Free Guy: Ryan Reynolds Comedy Glib Fun But No Game-Changer
By Liam Lacey
Rating: B
If you enjoyed Groundhog Day, The Truman Show, The LEGO Movie, Wreck-It Ralph, and any number of time-looping game-playing virtual scenarios, you’ll feel at home in the Ryan Reynolds’ comedy Free Guy, partly set inside a video game.
Reynolds, in a familiar role as a slightly bent, fast-quipping innocent in precarious circumstances, plays a bank teller named Guy, who discovers he’s a background figure or NPC (non-playable character) in a violent Grand Theft Auto-style open world video game. Because of an AI glitch, Guy develops self-awareness and becomes an emancipated “free guy” and a hero in his own story.
Directed by Shawn Levy (Night at the Museum) from a script by Matt Lieberman (The Addams Family) and Zak Penn (Ready Player One), Free Guy walks a line between smart-alecky and sweet.
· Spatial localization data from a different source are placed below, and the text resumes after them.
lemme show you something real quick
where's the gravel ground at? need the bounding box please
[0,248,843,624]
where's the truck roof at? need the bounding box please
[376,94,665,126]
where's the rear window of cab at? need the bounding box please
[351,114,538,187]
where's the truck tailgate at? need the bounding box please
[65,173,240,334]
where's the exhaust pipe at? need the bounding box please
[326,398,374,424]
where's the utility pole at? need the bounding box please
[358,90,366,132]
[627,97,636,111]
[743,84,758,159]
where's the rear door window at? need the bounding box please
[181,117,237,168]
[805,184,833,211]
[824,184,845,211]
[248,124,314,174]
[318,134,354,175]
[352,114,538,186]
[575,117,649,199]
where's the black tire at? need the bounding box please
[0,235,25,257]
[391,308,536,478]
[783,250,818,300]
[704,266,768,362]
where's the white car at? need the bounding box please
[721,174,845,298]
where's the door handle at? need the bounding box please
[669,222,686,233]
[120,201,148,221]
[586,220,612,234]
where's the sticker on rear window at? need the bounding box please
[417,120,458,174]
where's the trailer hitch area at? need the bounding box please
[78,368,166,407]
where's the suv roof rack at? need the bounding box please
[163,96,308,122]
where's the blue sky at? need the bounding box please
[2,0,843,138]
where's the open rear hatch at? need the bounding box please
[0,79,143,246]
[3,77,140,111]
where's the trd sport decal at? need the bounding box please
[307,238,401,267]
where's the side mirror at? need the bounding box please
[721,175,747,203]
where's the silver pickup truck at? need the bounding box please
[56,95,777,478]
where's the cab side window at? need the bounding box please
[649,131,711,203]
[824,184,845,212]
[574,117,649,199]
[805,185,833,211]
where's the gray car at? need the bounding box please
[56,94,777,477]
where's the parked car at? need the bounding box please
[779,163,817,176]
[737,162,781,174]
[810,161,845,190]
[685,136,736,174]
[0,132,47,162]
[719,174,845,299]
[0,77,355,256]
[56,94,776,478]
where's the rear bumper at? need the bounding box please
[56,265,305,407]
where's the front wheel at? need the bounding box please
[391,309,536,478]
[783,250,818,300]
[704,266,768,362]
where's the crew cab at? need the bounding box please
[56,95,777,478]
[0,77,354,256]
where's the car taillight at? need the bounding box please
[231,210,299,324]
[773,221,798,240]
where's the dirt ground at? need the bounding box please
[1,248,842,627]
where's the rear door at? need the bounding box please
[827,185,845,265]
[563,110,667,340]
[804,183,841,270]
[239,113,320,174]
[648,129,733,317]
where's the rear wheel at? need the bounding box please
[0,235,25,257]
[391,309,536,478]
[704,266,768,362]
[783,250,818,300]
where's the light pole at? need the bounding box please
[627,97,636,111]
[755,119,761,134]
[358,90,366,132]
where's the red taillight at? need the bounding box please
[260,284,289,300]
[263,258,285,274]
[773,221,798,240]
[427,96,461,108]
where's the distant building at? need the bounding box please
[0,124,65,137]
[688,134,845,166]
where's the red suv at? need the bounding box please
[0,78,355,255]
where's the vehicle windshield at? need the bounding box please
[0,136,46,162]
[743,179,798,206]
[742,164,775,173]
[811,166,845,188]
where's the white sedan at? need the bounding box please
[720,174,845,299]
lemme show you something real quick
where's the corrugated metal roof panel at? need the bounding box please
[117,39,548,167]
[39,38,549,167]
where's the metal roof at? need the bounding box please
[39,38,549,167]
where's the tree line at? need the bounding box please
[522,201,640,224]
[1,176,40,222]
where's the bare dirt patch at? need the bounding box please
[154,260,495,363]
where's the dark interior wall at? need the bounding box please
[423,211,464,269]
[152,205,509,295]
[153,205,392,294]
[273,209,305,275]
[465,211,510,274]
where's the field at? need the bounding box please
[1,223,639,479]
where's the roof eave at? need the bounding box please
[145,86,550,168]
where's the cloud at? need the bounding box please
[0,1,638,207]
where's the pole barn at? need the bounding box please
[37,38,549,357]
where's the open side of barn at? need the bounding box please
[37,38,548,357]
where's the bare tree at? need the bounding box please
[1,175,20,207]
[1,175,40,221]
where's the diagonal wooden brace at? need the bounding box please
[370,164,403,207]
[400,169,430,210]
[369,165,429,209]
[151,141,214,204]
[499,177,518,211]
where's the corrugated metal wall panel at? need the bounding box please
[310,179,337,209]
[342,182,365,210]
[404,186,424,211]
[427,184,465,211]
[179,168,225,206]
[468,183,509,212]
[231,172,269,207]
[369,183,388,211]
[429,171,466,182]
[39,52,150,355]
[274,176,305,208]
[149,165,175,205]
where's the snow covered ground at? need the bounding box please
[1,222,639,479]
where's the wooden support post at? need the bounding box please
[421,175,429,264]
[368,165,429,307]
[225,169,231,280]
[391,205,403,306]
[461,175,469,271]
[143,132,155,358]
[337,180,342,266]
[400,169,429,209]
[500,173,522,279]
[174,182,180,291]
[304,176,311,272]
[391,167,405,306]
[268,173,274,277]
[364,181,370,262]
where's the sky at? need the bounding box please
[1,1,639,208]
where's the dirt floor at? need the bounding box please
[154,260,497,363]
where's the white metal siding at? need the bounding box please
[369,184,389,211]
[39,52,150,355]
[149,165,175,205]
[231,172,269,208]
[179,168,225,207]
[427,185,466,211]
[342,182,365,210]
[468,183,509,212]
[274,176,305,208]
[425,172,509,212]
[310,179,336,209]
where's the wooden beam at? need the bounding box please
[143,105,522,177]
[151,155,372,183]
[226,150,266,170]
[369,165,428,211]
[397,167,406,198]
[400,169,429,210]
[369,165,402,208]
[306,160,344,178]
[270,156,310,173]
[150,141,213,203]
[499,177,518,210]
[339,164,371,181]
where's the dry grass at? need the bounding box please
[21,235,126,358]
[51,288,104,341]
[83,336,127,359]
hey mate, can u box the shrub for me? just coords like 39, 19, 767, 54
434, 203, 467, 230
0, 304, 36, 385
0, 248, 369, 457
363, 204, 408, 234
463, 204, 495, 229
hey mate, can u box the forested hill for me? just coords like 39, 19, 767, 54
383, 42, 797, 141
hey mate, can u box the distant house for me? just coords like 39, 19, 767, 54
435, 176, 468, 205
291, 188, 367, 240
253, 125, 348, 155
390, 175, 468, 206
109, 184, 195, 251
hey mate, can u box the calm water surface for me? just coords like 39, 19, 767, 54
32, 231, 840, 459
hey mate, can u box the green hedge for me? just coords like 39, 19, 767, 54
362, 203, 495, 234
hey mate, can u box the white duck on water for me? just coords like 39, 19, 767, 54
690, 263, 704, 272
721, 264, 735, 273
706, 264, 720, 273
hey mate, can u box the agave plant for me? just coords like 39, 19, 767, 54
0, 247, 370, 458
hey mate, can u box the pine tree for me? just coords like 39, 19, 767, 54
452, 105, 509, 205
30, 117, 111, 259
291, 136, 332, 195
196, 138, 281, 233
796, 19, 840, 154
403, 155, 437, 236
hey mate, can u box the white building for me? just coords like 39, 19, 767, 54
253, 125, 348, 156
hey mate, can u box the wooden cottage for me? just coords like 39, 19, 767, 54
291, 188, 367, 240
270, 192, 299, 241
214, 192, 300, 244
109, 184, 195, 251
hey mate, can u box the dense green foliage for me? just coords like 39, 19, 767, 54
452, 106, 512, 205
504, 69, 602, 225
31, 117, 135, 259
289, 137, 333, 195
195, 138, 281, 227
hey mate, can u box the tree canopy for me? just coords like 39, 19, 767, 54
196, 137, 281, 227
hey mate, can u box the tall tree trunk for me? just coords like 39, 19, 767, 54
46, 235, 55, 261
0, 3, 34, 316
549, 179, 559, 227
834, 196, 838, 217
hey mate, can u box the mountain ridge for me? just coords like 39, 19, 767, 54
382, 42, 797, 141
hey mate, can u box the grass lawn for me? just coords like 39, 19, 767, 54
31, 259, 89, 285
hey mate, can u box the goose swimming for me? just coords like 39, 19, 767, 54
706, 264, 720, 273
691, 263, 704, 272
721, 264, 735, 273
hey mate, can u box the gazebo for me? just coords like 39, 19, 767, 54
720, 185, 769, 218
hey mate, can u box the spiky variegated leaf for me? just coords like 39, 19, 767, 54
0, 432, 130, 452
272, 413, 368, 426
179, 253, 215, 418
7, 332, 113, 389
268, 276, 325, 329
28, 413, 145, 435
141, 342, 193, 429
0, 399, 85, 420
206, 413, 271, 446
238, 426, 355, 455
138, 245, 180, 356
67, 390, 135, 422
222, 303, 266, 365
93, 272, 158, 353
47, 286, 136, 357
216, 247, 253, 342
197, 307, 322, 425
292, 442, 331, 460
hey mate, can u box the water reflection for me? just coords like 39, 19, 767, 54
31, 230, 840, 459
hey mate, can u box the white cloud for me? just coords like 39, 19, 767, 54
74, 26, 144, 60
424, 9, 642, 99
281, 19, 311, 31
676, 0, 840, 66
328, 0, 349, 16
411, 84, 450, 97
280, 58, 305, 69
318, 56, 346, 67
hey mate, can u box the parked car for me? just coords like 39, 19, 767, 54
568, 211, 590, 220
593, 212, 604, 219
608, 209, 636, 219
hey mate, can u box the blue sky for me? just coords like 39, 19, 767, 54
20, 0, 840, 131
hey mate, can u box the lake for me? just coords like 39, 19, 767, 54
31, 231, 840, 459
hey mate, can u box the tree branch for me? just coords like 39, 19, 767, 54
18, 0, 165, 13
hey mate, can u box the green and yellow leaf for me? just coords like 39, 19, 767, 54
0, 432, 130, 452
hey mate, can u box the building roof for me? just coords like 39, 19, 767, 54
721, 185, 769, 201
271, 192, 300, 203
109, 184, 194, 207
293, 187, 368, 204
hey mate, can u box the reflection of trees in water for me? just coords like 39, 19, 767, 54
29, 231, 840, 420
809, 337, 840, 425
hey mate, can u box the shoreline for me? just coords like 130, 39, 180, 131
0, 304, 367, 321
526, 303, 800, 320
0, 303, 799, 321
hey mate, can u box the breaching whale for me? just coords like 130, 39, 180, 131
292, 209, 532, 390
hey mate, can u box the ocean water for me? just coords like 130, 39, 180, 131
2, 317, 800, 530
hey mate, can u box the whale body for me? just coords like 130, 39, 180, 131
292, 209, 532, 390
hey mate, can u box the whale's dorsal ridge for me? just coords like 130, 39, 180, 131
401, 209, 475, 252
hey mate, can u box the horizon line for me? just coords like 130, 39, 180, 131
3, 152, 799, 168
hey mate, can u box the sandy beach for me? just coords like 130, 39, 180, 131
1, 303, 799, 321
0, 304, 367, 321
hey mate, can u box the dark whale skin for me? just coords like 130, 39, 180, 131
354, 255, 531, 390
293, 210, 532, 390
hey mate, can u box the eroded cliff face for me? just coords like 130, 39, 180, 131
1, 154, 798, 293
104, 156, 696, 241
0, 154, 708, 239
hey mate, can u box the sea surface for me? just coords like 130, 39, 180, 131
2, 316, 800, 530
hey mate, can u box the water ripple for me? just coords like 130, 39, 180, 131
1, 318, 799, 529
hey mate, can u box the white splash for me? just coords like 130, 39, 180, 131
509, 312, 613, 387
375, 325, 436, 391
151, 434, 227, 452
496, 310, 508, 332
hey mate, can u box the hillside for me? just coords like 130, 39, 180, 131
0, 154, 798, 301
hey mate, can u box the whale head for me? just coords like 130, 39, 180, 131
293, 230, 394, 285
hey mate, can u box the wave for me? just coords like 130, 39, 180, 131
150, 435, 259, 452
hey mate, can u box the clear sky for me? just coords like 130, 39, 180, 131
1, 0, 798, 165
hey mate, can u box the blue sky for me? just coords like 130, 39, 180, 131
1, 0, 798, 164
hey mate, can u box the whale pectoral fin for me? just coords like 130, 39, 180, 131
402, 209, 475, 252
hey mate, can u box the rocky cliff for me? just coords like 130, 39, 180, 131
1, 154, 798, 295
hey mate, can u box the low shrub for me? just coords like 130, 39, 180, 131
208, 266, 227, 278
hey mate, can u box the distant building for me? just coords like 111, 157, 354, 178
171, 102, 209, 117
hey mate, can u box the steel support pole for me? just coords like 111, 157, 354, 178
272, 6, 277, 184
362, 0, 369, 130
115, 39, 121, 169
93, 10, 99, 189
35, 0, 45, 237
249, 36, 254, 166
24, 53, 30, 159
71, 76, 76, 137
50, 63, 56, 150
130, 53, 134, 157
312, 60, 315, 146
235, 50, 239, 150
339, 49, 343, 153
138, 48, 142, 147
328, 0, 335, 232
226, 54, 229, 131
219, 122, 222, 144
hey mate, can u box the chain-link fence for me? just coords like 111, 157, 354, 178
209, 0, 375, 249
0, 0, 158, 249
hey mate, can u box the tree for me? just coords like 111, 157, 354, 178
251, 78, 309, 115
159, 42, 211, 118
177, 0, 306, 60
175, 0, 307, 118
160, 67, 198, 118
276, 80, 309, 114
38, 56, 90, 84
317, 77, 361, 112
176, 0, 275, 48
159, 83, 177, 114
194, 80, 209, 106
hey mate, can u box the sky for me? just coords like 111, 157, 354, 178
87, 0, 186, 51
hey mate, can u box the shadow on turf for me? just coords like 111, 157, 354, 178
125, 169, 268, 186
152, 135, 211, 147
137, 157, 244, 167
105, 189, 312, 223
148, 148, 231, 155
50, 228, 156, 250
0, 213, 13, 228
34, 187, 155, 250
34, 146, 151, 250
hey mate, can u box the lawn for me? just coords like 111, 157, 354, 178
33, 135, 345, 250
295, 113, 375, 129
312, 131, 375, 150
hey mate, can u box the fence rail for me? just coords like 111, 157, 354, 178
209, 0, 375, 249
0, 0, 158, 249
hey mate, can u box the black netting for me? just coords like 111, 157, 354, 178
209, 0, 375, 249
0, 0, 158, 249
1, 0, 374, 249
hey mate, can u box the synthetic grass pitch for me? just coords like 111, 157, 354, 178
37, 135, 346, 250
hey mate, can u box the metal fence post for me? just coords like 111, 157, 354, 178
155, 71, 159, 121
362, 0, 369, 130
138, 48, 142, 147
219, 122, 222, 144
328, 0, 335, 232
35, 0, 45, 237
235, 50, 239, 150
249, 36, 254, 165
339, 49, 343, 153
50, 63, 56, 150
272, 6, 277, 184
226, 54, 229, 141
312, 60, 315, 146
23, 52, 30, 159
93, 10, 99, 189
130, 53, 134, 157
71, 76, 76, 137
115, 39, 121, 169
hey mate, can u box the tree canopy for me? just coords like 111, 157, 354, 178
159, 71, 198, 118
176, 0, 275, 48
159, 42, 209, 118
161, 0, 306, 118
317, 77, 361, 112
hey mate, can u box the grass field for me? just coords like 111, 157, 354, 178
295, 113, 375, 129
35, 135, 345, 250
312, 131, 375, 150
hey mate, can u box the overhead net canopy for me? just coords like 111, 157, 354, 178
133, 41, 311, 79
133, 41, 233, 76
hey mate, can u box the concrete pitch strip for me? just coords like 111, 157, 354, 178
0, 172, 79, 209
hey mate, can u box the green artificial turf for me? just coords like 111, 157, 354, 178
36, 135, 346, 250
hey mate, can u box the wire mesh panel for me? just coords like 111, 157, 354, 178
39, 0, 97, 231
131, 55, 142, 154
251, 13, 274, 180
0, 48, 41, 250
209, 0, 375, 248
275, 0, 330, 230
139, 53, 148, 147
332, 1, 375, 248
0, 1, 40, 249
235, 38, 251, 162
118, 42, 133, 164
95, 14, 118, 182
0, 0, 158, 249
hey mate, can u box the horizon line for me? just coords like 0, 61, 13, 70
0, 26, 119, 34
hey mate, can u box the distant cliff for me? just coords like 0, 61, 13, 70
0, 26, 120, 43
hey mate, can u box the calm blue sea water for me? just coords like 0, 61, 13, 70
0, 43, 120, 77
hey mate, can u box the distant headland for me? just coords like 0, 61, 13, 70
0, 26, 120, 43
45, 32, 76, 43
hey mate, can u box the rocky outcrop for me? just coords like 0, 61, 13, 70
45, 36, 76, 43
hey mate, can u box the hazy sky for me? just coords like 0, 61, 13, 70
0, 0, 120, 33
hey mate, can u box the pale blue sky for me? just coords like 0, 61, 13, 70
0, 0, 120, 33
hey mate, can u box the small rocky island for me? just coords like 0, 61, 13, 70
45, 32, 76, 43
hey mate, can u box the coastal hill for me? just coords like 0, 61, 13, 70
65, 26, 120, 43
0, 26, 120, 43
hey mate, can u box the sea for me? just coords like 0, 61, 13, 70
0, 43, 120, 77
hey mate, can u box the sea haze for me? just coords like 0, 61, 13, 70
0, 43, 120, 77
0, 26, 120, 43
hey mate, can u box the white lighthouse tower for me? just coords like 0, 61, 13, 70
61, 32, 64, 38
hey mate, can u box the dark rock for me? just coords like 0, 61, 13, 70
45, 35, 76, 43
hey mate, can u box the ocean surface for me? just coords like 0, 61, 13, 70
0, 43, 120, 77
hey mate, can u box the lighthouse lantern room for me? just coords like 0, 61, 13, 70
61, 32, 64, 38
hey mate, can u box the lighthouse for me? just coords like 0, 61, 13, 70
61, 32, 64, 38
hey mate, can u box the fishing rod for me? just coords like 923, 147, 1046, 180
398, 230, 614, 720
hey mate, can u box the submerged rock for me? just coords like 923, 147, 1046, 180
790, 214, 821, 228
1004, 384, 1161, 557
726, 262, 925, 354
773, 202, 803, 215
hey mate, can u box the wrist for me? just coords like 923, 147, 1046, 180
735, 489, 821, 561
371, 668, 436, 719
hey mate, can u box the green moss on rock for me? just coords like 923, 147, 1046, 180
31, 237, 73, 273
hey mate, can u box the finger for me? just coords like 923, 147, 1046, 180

For the fan boys, it features cameos from well-known gamers and in-jokes about IP (intellectual property), sequels, cameos, and the Walt Disney Co. catalogue (including Lucasfilm and Marvel). At the same time, it promotes anti-corporate artisanship and old-fashioned romance, swing sets, and bubble-gum ice-cream.
When first we meet Guy, he’s just a mindless Fun Guy, leading a simple life, donning the same blue shirt with a name tag and khaki pants each morning, ordering the same coffee at the local cafe and greeting everyone with the phrase, “Don’t have a good day. Have a GREAT day.” Walking to work through a high-rise corridor, he’s oblivious to the falling buildings, cars crashes, and fusillades of bullets around him flying via the avatars of online players.
Each morning, at the bank, he greets his best friend, security guard Buddy (Lil Rel Howery) and each time the bank robber waves his gun, they hit the floor on cue, while discussing after-work plans.
Guy’s programming loop goes screwy when he meets the sunglasses-wearing Molotov Girl (Killing Eve’s Jodie Comer), a leather-clad La Femme Nikita clone, the avatar of real-life human player, Millie (also Comer). She’s a computer programmer in search of stolen AI code that has been embedded in the Free City game. Instead, she meets the boyish, mysterious Guy, and starts to fall for him.
Their attraction isn’t random. Millie’s former programming partner, now working for the game corporation, Sooname (pronounced tsunami) is Walter “Keys” McKey (Stranger Things Joe Keery), a shy coder who didn’t have the nerve to tell Millie he loved her but programmed his attraction into Guy’s character. Along with his programming partner, Mouser (Utkarsh Ambudkar) they too, enter the game as cops in pursuit of “Blue Shirt” guy.
As Guy begins interacting with the avatars of the human players, known as “the sunglasses people,” he begins thwarting other players’ violent plans, raising his point score with non-violent missions and emerging as a global folk hero, and the Free City game developers are determined to shut him down. Sooname’s president, Antwan, is played by director/writer/actor Taika Waititi (Jo Jo Rabbit) is an over-the-top speed-talking parody of a Silicon Valley sociopathic megalomaniac. He plans to release a sequel, Free City 2, that will not only wipe out the existing character set but betray legions of fans while wiping out Guy’s newly sentient existence.
Intermittently witty, technically impressive, Free Guy sheds points in its second half, with pandering (Star Wars and Captain American references) and a series of numbing narrative loops, celebrating originality while practicing the opposite. And all of this with the usual alibi that none of this is meant to be serious.